А Олег странно себя чувствовал. Наверное, потому, что не чувствовал опасности. Страха не было. Любопытства хватало, а вот страха он не испытывал. Осторожность была. Так она и не исчезала в нём никогда — он же воин. Днём воину полагается смотреть и слушать, постоянно пребывая в полной боевой готовности, а ночью — чутко спать, опять-таки не теряя ни бдительности, ни способности ответить ударом на удар.
— Что скажешь, Геревит? — спросил жреца вождь.
Жрец медленно обошёл вокруг саврасого, потрепал бурку, похлопал по морде сивку, восхищённо поцокал языком, глядя на пару буланых.
— Я чувствую большую силу, исходящую от этого человека, — сообщил Геревит, — и немалую опасность. Но с женщинами он добр.
— Ага, добр! — скривилась Дана.
— Ну, он же не бросил в тебя сосновую шишку, — возразил старший из дозорных, стремясь восстановить справедливость, — еловую только…

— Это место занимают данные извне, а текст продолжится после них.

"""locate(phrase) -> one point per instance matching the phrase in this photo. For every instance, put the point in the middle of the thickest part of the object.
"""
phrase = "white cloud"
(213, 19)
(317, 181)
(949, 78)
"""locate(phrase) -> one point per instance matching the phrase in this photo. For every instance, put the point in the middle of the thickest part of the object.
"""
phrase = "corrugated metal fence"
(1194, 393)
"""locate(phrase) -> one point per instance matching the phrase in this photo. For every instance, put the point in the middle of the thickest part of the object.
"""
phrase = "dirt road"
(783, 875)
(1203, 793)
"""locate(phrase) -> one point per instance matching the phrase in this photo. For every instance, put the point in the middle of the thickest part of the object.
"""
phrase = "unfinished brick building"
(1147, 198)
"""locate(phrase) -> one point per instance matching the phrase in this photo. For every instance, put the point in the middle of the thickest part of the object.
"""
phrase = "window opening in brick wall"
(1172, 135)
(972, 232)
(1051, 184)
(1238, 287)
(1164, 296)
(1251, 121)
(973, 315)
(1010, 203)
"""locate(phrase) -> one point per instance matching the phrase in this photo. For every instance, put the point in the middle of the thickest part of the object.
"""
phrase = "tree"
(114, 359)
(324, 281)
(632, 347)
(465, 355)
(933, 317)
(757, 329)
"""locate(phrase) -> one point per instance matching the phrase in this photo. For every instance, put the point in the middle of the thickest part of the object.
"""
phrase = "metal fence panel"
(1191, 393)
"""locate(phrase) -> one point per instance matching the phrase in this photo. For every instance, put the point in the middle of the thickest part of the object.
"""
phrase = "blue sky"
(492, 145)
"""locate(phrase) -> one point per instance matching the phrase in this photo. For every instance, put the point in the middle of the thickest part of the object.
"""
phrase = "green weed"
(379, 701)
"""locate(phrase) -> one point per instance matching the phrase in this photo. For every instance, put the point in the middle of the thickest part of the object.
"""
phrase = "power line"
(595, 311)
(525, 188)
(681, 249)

В толпе захихикали, а девица сузила глаза. Красивые глаза, оценил Олег. Да и сама недурна собой. Ей бы только колючки сбрить…
И тут к вождю и жрецу прибавился третий — огромный человечище, весь бугристый от мышц, с низко сидящей головой. Плечи у него были такие, что на каждом уместится по Дане. Великан смотрел исподлобья, набычась, морща низкий лоб. Поглядев на Олега, он сразу засопел и сжал кулачищи.

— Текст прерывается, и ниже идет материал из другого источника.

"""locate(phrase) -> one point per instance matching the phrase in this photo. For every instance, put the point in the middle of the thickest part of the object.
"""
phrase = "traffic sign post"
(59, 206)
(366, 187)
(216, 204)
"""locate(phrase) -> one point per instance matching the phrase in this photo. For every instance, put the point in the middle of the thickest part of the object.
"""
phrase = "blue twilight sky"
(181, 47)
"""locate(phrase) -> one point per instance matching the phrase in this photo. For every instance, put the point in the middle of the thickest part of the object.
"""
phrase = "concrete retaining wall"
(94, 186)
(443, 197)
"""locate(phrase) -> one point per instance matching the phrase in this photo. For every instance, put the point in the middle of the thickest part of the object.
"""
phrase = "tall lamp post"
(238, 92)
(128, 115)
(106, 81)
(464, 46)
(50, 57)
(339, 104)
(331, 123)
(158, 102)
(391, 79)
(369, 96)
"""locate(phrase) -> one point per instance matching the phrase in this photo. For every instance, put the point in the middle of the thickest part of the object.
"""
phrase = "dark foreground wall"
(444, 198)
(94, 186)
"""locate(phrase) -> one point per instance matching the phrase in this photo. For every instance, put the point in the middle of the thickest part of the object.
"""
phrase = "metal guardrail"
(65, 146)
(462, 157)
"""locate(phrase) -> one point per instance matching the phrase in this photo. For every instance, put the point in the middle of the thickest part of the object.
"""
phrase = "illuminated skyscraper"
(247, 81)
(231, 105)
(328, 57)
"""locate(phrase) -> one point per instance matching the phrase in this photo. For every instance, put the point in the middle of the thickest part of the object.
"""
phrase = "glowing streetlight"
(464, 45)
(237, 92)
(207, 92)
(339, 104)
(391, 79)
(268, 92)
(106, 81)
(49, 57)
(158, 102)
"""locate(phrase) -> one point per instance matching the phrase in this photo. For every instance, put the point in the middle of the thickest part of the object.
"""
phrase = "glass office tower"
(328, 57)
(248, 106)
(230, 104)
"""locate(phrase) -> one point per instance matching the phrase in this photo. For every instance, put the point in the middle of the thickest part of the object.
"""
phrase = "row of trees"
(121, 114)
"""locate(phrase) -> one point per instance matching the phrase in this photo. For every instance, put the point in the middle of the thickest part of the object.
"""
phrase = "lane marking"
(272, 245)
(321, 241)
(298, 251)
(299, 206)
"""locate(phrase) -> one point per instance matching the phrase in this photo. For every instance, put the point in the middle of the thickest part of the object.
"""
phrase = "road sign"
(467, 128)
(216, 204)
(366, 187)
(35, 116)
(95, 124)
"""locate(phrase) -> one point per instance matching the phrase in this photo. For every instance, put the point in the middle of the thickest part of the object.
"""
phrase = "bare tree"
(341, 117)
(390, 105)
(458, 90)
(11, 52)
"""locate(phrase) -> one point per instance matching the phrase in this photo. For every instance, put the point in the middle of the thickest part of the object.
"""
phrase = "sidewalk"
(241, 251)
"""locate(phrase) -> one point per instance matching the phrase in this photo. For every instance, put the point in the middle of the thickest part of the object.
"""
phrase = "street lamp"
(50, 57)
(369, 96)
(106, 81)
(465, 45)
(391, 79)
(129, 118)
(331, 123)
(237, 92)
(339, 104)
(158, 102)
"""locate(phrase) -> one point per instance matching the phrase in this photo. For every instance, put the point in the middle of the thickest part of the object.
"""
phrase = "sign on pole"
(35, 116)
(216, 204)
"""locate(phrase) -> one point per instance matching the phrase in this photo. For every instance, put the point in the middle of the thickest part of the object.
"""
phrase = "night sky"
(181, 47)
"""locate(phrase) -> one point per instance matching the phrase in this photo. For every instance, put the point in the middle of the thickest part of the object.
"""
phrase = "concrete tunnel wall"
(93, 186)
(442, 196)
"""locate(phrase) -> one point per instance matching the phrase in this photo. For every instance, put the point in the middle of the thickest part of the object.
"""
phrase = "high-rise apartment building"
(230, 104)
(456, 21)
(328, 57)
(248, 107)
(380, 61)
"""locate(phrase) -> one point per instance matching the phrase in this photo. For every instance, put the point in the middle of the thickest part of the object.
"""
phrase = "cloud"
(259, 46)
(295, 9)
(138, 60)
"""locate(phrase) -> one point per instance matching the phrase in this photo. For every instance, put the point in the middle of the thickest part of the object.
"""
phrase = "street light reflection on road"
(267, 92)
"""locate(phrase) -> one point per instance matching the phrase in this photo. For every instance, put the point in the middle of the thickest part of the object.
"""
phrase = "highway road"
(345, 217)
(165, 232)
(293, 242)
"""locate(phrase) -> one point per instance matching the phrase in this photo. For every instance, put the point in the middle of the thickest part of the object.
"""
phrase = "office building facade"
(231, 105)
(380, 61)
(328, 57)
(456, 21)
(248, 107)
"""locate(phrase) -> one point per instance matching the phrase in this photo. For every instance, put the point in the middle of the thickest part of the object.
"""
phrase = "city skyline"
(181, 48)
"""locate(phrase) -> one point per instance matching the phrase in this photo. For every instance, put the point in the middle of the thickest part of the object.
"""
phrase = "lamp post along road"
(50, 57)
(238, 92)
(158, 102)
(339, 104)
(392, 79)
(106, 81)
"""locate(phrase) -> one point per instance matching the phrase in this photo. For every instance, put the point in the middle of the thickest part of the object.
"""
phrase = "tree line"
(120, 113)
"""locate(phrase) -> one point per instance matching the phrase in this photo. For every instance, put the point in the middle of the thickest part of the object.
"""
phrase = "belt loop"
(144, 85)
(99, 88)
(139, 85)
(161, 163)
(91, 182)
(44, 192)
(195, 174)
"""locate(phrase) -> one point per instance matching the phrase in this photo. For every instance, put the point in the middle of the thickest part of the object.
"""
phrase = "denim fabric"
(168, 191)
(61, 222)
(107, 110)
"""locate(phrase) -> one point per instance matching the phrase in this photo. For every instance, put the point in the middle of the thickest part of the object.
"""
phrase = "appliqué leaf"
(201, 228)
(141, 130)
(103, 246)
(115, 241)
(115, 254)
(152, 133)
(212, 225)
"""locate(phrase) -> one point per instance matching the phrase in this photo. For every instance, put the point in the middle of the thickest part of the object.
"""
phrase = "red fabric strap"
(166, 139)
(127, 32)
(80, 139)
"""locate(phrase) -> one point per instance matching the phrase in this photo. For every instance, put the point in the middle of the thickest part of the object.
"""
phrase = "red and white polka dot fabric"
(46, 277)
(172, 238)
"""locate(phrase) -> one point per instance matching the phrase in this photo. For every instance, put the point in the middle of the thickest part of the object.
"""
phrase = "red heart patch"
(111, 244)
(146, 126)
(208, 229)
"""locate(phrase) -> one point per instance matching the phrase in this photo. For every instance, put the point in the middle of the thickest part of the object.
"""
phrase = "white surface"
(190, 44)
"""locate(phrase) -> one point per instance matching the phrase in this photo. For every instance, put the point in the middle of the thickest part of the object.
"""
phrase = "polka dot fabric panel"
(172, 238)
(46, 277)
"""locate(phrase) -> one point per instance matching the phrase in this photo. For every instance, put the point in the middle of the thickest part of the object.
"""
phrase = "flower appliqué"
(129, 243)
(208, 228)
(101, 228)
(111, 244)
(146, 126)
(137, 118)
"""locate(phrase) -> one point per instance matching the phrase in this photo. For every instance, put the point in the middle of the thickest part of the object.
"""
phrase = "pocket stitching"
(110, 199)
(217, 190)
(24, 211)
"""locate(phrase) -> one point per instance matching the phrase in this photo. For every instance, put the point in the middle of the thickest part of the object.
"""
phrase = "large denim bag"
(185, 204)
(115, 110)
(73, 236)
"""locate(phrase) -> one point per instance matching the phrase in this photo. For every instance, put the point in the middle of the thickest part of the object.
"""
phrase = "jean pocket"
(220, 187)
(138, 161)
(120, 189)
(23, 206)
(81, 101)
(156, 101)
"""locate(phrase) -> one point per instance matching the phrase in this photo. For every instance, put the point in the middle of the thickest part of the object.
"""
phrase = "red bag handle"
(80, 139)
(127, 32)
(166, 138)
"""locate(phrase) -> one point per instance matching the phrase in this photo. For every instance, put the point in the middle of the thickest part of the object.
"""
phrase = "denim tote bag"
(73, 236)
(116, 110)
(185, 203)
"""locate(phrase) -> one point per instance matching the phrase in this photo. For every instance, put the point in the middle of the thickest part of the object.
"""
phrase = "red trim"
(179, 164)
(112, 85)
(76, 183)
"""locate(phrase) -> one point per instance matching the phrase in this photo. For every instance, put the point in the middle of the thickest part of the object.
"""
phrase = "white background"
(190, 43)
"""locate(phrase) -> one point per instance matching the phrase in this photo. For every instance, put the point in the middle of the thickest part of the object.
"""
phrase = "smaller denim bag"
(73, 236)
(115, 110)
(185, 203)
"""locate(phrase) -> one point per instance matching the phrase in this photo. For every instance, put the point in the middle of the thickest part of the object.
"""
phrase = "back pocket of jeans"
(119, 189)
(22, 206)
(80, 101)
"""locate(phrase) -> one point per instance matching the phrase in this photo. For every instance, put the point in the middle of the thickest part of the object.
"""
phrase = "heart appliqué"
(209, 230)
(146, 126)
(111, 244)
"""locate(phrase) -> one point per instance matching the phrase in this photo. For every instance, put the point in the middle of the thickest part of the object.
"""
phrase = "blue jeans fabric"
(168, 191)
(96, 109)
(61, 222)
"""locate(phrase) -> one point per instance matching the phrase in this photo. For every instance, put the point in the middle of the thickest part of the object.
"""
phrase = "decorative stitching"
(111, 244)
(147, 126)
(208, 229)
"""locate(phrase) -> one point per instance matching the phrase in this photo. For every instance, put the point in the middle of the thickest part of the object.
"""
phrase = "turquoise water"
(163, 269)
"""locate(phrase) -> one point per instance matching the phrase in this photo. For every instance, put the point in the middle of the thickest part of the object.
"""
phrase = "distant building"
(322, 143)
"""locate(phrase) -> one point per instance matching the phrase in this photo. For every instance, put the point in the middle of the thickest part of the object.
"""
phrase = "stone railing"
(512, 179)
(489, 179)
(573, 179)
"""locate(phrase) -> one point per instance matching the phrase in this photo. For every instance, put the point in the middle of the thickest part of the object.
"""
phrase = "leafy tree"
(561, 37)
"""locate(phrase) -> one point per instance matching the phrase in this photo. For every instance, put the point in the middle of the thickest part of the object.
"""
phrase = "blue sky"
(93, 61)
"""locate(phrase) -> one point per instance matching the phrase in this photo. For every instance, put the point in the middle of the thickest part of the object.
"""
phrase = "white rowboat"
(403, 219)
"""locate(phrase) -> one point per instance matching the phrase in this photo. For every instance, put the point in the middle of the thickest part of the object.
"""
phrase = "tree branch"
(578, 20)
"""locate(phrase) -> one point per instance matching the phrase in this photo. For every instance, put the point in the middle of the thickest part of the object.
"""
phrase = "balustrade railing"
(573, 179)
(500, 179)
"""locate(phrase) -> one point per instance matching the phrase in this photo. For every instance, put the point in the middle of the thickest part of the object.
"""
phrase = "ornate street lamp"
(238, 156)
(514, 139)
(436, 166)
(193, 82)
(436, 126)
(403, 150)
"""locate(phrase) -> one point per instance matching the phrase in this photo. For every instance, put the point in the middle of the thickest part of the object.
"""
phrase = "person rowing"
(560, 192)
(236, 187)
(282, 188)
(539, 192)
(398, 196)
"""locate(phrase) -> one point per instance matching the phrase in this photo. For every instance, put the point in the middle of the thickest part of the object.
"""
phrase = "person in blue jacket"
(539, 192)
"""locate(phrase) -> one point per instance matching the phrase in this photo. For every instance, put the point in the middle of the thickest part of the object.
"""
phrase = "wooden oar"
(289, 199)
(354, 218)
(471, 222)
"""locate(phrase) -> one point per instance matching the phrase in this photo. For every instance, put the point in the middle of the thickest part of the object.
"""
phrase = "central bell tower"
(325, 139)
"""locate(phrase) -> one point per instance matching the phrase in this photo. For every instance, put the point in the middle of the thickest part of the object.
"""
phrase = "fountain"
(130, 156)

— Кого это ты привёл, Гостомысл? — низким басом проговорил он. — Дана моя! Ты обещал её мне!
Нет, не стоило ему так неуважительно разговаривать с вождём — тот сразу вздёрнул голову и заговорил резко и властно:
— Я — отец, и мне решать, кому отдавать дочь!
— Не ярись зря, Туровид, — проговорил жрец со слабой улыбкой.
— Слушайте, — вмешался в разговор Сухов, — я не знаю, что у вас тут затевается, и, честно говоря, не спешу узнать. Я послан одним большим человеком к очень большому человеку и должен спешить. Покажите мне дорогу, и я уеду.
Вождь долго смотрел на него, приглядываясь будто, а потом заговорил:
— Мы люди мирные, но есть споры, которые нам самим не разрешить. Моей дочери уже исполнилось шестнадцать зим, и ей пришла пора потерять девство. Однако мужчина, лишающий девушку, как христиане говорят, невинности, принимает на себя злое заклятие. Туровид хочет стать для Даны первым мужчиной, но он живёт в деревне — и чёрная сила останется с ним. Ты же чужой, ты унесёшь заклятие на себе, и деревня не познает ни мора, ни голода, ни прочих напастей.[159]
— Короче, — сказал Олег.
— Сразись с Турвидом, — закончил Гостомысл. — Если он тебя убьёт, будем ждать следующего гостя. Если ты победишь, Дана станет твоей.
— Никогда! — отчеканила дочь вождя.
— А тебя никто не спрашивает! — повысил голос Гостомысл.
— И я отъеду без помех? — уточнил Сухов.
— Безо всяких!
Поглядев на звероподобного Турвида, Олег спрыгнул с коня.
— Ладно, — сказал он, — если вам не жалко потерять целую тушу гнилого мяса, то я её уделаю. Только дайте мне свой меч — пусть оружие будет одинаково.
Толпа одобрительно зашумела. Жрец исчез ненадолго и вернулся с двумя мечами, прямыми и длинными. Ещё раз глянув на Турвида, Сухов снял с себя куяк, скинул шубу — пусть и условия будут равными, ведь гориллоподобный язычник не имел даже кожаного панциря. Видать, устрашал противника одним своим видом.